Like Habbo, other still-extant social games from the early internet are beginning to realize the value of their proto-metaversal status. IMVU, which began in 2004 as an avatar creator inside AOL Messenger, now markets itself as a metaverse, boasts 7 million monthly active users and has acted as the staging ground for non-fungible token fashion shows. “If you look at the audience on those platforms, and I’ll talk about Roblox, their core age range is 9 to 12, and they skew more male,” said IMVU CEO Daren Tsui. “Our core demo is actually 18 to 25, and it’s actually over two-thirds female. I think that’s another unique piece of how we compare to others, especially in the metaverse sense.”
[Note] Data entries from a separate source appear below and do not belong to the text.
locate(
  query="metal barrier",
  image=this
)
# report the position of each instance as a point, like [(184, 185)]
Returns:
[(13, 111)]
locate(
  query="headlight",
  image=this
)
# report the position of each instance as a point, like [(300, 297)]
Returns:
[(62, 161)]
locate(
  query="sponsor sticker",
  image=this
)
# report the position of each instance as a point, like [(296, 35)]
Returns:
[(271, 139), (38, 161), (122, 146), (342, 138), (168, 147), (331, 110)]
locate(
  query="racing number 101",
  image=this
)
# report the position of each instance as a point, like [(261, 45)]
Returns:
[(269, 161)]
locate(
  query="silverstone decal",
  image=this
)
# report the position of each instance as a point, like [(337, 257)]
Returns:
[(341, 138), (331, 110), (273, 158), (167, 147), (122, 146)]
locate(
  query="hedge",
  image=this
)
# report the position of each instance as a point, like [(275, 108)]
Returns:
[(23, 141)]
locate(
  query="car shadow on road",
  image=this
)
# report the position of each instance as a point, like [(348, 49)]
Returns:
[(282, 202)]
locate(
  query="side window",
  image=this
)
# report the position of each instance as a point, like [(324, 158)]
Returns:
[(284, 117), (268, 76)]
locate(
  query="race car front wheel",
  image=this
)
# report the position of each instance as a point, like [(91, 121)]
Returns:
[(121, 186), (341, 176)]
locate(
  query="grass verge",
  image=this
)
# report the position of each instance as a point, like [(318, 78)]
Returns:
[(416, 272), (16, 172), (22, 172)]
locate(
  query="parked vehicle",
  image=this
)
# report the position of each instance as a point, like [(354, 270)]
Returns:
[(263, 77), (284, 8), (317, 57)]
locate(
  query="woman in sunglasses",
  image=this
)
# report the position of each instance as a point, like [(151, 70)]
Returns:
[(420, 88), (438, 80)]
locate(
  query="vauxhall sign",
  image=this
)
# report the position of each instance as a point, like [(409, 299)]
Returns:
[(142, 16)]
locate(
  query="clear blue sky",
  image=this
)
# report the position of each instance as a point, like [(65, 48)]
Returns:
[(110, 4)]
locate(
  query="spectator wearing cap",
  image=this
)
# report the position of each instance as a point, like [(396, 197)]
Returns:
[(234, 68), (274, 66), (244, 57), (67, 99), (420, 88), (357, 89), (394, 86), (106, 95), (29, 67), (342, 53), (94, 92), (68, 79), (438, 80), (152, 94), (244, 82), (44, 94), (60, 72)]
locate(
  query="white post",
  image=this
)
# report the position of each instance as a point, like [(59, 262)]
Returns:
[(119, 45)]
The bulk of IMVU’s revenues come from in-platform sales of virtual clothes and furniture — which are likely to increase as users invest more of their time and attention in IMVU. “Over half of our revenues come from users that have been on the platform for over a year,” Tsui said. “That’s how sticky they are.”
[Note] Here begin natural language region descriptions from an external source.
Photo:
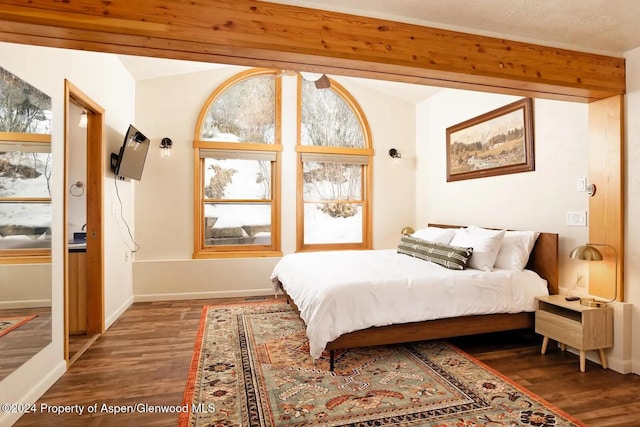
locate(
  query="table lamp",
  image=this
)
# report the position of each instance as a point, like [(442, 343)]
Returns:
[(588, 252)]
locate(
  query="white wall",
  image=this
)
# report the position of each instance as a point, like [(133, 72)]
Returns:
[(169, 107), (632, 234), (536, 200), (103, 78), (77, 172)]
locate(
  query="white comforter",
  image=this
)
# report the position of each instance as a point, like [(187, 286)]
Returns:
[(343, 291)]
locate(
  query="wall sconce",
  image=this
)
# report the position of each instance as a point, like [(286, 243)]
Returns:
[(165, 147), (589, 253), (407, 230), (394, 154), (83, 120)]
Perhaps the biggest advantage that holdout social games such as Habbo and IMVU offer over newer and more prominent platforms is that these early contenders come with loyal, baked-in user bases that are both accustomed to owning virtual items and in many brands’ target demographics. This is an advantage over platforms such as Roblox and Fortnite, whose users are overwhelmingly minors with limited money to spend. “We have the opportunity to reach different target demos, because Habbo probably has more of a Gen-Y millennial target demo,” said Madelon Smittenaar, a business development manager at Azerion. “They’ve grown up along with the product and the game.”
So far, Habbo has enthusiastically jumped into the brand partnership fray. In March, the platform partnered with The Coca-Cola Company to advertise Fanta, creating a dedicated Fanta area on the platform with virtual assets modeled after the drink. The activation “was specifically for Brazil,” Smittenaar said. “We have these language communities, so we can host local-specific integrations or global ones.”
Azerion has also partnered with clothing companies such as BALR, the Dutch apparel and lifestyle brand, to create virtualized garments and hosted virtual concerts in its games, similar to those in Fortnite and other metaverse platforms.
Though Habbo still boasts hundreds of thousands of regular users, it has yet to reattain the glory days of the mid-aughts, when it was the most prominent social game. Despite its tightened moderation practices, Habbo’s unsavory reputation still looms large in the minds of some former users. “I’ve actually been seeing TikToks about Habbo lately,” said Cayley Plotkin, Digiday’s event programming manager and a former frequent Habbo user. “I think that they have a hard reputation to beat, because everything I’ve been seeing about them has been about child grooming.”
But Habbo and IMVU’s re-emergent successes indicate that metaverse platforms don’t necessarily need to reach a massive scale to be successful. Rather, it is more important for platforms to accurately and naturally recreate the experience of socializing and forming one’s identity in ways that build community and keep users logging in day after day.
Many of both platforms’ millions of regular users have lived their lives in them for over a decade, making it incredibly difficult for them to walk away. It’s easier for them to double down on their involvement instead, living more and more of their lives in the metaverse — and creating new and exciting ways for brands to reach them there.